Le baromètre 2026 EdTech France / EY Parthenon dresse un état des lieux actualisé d’une filière en croissance mais encore en construction. Entre structuration progressive et tensions liées à la souveraineté et à l’international, le secteur est désormais entré dans une phase de maturité. Mais demeure confronté à de nombreux défis, selon Orianne Ledroit, déléguée générale d’EdTech France.
Quels sont les principaux enseignements de l’édition 2026 de votre étude ?
L’enseignement principal est que la filière EdTech française résiste et poursuit sa structuration malgré un contexte économique exigeant. L’étude recense 550 entreprises actives, représentant 1,8 milliard d’euros de chiffre d’affaires consolidé (contre 1,6 en 2023) et 16 000 emplois (contre 15 000 en 2023). Ces indicateurs sont en progression par rapport à la précédente édition et témoignent d’une résilience remarquable. Autre enseignement majeur : la filière entre dans une phase de maturité. 45 % des entreprises déclarent être en phase de scale-up ou de maturité, tandis qu’une douzaine d’opérations de fusion-acquisition ont été recensées depuis 2023. Ces rapprochements traduisent l’émergence d’entreprises de plus grande taille, capables de gagner en puissance technologique et financière.
Pourquoi la consolidation de la filière est-elle devenue un enjeu stratégique ?
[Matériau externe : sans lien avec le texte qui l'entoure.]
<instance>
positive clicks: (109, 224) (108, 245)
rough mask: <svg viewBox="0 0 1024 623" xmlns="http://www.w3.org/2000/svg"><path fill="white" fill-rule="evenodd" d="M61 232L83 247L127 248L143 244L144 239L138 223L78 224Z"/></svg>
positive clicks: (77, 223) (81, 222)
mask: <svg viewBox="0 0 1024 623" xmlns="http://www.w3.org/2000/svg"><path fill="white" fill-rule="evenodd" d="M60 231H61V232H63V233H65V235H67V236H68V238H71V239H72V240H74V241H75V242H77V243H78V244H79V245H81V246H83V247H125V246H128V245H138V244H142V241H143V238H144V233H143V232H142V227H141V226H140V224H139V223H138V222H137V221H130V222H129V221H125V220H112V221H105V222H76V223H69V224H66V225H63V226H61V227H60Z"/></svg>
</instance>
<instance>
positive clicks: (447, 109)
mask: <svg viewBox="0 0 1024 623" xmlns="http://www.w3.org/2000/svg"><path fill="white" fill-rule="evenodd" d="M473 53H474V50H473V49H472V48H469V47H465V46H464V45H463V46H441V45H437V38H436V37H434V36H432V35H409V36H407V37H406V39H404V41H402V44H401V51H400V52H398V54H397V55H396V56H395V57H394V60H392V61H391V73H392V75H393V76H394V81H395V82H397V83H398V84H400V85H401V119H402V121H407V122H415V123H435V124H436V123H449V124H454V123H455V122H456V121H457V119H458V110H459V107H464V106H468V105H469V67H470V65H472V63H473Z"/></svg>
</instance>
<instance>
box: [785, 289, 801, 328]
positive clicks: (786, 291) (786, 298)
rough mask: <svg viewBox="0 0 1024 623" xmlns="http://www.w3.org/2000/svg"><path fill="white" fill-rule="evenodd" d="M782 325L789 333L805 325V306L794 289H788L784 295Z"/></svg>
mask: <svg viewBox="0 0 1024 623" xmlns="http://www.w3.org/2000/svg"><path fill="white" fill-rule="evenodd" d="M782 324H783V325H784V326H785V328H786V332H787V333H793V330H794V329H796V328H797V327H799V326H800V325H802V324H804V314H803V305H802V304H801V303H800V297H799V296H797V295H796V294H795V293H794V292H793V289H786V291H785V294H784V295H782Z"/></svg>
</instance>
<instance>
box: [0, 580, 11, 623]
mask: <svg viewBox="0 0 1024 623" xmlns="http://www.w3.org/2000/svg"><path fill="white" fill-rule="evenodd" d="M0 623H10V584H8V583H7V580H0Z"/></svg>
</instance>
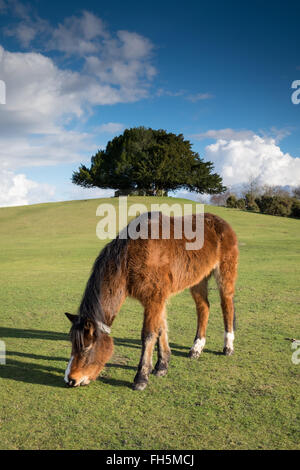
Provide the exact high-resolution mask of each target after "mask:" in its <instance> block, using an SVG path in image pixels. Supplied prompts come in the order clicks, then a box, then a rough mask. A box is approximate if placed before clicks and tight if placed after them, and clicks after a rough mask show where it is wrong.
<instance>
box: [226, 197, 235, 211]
mask: <svg viewBox="0 0 300 470" xmlns="http://www.w3.org/2000/svg"><path fill="white" fill-rule="evenodd" d="M236 201H237V199H236V196H235V195H234V194H231V195H230V196H229V197H228V198H227V200H226V206H227V207H231V208H236Z"/></svg>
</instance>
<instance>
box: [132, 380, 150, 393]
mask: <svg viewBox="0 0 300 470" xmlns="http://www.w3.org/2000/svg"><path fill="white" fill-rule="evenodd" d="M147 385H148V382H136V383H134V384H133V386H132V388H133V390H139V391H142V390H145V388H146V387H147Z"/></svg>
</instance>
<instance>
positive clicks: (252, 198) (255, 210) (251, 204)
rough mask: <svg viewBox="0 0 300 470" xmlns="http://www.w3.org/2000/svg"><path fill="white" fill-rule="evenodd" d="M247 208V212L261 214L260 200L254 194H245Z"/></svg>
mask: <svg viewBox="0 0 300 470" xmlns="http://www.w3.org/2000/svg"><path fill="white" fill-rule="evenodd" d="M244 200H245V206H246V209H247V211H252V212H259V206H258V200H259V198H255V197H254V193H253V194H252V193H246V194H245V198H244Z"/></svg>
La consolidation est indispensable pour faire émerger des champions français et européens capables de rivaliser avec les acteurs internationaux. Il ne s’agit pas de réduire le nombre d’entreprises : de nouvelles sociétés continuent à être créées chaque année et entretiennent le dynamisme entrepreneurial du secteur. En revanche, la force d’une filière ne se mesure pas uniquement au nombre de ses entreprises, mais aussi à leur capacité à atteindre une taille critique. Il existe toutefois un risque : si cette consolidation n’est pas soutenue, elle pourrait être subie, notamment avec des rachats par de grands groupes étrangers. Cela ferait peser une menace sur l’indépendance technologique et éducative de la France. À ce stade, les opérations recensées sont essentiellement françaises ou européennes, mais l’étude note que la filière se trouve à un moment charnière.
Quels sont les principaux facteurs qui freinent encore le développement de la filière ?
L’étude identifie plusieurs obstacles structurels. Le premier concerne les cycles d’achat publics, qui sont trop longs alors que de nombreuses solutions EdTech ont déjà fait leurs preuves auprès des enseignants, des élèves, des formateurs ou des apprenants. Le second est la confusion entretenue dans le débat public entre les réseaux sociaux et le numérique éducatif : ces outils reposent sur des modèles économiques, technologiques et des usages très différents, et leurs effets ne peuvent être confondus. Il faut rappeler que l’étude s’adresse également aux investisseurs en rappelant que la filière constitue un secteur solide appelé à répondre à des défis éducatifs majeurs, et qu’elle mérite donc de continuer à bénéficier du soutien des banques d’affaires et des fonds d’investissement.
Quels sont les défis des prochaines années pour la filière EdTech française ?
Le principal enjeu est celui de la souveraineté éducative et technologique. La filière est suffisamment mature pour devenir un pilier de cette souveraineté, à condition qu’elle bénéficie d’un soutien plus affirmé. Nous appelons ainsi à simplifier les circuits d’achat public, à favoriser le recours aux solutions françaises dans les établissements scolaires, l’enseignement supérieur et la formation professionnelle, et à accompagner davantage les entreprises dans leur croissance. L’international constitue un autre défi majeur. Aujourd’hui, 75 % des entreprises réalisent moins de 20 % de leur chiffre d’affaires à l’international. Cette situation s’explique par les spécificités propres à chaque système éducatif national, qui imposent d’importants efforts d’adaptation réglementaire et commerciale, mais aussi par la taille encore modeste de nombreuses entreprises.